Anonymous withdraws WikiLeaks support over paywall

Anonymous withdraws WikiLeaks support over paywall

Anonymous and WikiLeaks have a long history of working together to battle what they consider to be corrupt companies and regimes, but a recent paywall erected by WikiLeaks to help supplement the website’s operations has drawn fire from the hacker collective.

In a note posted to AnonPaste.me, Anonymous said “WikiLeaks has chosen to dishonor and insult Anonymous and all information activists” by requiring payment to view documents it previously made available for free.

Those documents include the Global Intelligence Files (GI Files) obtained via the December 2011 hack of security firm Stratfor. On Wednesday, WikiLeaks said it would start releasing 200,000 documents related to the US presidential election. This week, specifically, WikiLeaks published “over 13,734 emails referring to republican(s), Romney, RNC and/or GOP, ranging from 3rd January 2011 to 19th December 2011,” the organisation said in a statement.

“Through this release WikiLeaks aims to inform the U.S. electorate in an unbiased way through the release of source documents from one of the most oddly influential companies in the U.S. today,” WikiLeaks said.

As Anonymous pointed out, however, “visitors of the WikiLeaks site are presented [with] a red overlay page that demands they donate money. This page cannot be closed, and unless a donation is made – the content like GI Files are not displayed.”

The paywall can be circumvented by disabling Javascript, but Anonymous complained that the average visitor will not know how to do that. The blockade reportedly disappeared at one point, but later returned “for every single file,” Anonymous said. “Enough!”

This amounts to WikiLeaks “prostituting” the documents it has obtained. “In the past year the focus has moved away from actual leaks and the fight for freedom of information and concentrated more and more on Julian Assange and a rabid scrounging for money,” Anonymous said.

Assange, the editor of WikiLeaks, is currently holed up at the Ecuadorian embassy in London. Ecuador has offered Assange political asylum, but UK officials are trying to extradite Assange to Sweden, where he faces sexual misconduct charges. If Assange leaves the embassy,  authorities have vowed to arrest him immediately.

In the wake of WikiLeaks releasing 250,000 State Department cables in 2010, meanwhile, major payment organisations stopped processing donations to WikiLeaks, resulting in a major cash flow issue for the organisation.
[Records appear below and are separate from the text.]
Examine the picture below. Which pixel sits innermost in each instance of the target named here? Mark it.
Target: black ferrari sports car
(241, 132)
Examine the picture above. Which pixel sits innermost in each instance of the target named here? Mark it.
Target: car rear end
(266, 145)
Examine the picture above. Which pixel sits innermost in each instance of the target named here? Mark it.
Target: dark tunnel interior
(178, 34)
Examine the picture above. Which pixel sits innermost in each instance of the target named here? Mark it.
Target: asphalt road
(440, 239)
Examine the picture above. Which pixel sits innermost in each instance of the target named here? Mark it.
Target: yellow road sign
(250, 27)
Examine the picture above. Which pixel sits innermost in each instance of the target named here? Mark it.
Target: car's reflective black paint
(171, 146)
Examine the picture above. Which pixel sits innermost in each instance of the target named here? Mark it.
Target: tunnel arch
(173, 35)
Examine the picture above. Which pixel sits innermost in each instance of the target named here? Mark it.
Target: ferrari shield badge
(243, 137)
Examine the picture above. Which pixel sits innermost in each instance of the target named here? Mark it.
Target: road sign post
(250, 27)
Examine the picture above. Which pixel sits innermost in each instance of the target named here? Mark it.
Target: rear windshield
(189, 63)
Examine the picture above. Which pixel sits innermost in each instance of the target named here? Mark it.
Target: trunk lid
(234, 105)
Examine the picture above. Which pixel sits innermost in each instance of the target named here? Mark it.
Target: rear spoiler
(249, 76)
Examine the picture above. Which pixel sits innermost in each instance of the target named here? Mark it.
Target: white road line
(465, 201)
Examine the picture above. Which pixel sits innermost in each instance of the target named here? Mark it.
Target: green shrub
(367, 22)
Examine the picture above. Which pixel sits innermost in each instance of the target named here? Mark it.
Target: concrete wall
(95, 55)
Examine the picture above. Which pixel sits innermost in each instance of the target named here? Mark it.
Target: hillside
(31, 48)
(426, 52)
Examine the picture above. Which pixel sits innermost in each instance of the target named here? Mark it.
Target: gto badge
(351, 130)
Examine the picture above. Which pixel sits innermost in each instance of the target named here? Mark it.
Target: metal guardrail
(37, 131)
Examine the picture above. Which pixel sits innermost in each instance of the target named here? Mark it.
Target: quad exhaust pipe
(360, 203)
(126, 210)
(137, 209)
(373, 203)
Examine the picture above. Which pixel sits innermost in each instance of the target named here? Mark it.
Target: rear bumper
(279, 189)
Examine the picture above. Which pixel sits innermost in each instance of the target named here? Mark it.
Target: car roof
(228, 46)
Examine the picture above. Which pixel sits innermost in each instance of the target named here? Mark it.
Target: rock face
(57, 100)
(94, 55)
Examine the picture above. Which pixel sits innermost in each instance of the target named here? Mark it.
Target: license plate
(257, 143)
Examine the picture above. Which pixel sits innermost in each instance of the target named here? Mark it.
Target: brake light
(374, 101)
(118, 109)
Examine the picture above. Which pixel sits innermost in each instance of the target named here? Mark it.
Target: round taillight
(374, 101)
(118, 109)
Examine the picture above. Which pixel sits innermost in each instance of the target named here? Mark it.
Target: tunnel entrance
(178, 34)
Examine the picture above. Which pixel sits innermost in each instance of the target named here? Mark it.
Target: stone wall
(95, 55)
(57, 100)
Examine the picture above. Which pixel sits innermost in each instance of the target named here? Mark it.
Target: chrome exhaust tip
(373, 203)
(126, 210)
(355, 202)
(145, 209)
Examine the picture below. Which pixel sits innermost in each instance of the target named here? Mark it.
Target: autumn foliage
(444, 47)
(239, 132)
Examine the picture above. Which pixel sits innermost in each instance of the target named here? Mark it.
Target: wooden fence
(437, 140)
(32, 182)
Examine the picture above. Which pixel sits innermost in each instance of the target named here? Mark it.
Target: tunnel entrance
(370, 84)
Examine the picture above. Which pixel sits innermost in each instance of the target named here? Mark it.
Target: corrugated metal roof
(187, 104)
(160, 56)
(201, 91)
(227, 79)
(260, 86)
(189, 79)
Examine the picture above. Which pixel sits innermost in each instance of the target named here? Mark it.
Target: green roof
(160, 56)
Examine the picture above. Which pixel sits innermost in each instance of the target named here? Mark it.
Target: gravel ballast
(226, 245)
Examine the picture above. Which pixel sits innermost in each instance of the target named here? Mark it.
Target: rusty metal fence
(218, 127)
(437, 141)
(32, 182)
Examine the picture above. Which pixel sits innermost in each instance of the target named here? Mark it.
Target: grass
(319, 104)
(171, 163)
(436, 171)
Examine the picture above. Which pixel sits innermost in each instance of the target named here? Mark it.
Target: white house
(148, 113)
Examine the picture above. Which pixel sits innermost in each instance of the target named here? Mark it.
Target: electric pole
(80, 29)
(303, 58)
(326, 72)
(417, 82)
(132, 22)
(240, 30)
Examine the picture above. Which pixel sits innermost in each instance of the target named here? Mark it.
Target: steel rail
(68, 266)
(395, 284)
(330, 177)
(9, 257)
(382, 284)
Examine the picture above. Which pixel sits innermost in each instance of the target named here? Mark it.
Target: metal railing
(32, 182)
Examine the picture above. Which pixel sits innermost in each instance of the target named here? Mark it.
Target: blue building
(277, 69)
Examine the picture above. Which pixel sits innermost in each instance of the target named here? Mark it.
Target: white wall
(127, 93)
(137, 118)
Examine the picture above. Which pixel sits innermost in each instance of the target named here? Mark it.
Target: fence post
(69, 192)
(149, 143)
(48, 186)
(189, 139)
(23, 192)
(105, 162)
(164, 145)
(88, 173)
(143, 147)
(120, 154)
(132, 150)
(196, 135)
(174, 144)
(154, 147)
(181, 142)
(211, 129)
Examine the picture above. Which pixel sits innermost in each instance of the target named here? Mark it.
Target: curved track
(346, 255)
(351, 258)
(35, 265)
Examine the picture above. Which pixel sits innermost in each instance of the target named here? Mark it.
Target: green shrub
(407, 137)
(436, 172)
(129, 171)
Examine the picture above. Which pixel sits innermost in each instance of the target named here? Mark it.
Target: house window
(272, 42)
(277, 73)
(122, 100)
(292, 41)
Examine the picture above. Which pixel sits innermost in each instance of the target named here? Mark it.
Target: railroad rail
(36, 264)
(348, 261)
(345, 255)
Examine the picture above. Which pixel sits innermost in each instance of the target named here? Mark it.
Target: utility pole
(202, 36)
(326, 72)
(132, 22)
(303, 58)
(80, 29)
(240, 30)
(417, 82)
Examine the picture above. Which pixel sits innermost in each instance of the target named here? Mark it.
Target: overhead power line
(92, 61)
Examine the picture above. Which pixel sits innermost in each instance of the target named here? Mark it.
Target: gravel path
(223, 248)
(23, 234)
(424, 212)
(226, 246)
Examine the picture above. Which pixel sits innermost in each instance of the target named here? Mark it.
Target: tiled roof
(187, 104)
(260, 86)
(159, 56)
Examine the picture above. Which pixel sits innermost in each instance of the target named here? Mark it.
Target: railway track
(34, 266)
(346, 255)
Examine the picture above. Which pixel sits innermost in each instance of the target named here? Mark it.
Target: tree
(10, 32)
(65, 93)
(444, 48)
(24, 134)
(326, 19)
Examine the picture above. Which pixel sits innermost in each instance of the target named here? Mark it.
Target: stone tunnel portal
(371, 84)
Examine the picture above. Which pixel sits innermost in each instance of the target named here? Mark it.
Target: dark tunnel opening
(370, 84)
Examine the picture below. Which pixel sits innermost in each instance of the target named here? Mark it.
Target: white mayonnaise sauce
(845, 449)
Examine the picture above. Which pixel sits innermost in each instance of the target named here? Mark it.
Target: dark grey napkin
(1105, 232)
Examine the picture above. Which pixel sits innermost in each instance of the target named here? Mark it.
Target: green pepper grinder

In July, however, Reykjavik’s District Court ordered Valitor, formerly Visa Iceland, which handles Visa and MasterCard payments in Iceland, to re-open credit card payments to WikiLeaks within two weeks.

But after companies like MasterCard, Visa, PayPal, and Amazon stopped supporting Wikileaks, Anonymous stepped in and organised distributed denial of service (DDoS) attacks against the companies’ websites in retaliation. Some services were taken offline, while others simply experienced a slowdown, but ultimately, a number of Anonymous hackers around the world were arrested for the attacks.

Anonymous took issue with the fact that “not ONE single WikiLeaks staff are charged or incarcerated” (Assange might beg to differ), while 14 Anonymous members have landed themselves in legal hot water.

Anonymous said it will not attack Wikileaks because it does not attack media organisations (though Anonymous-affiliated group LulzSec did attack PBS). “But what we will do is cease from this day all support of any kind for WikiLeaks or Julian Assange,” the group said.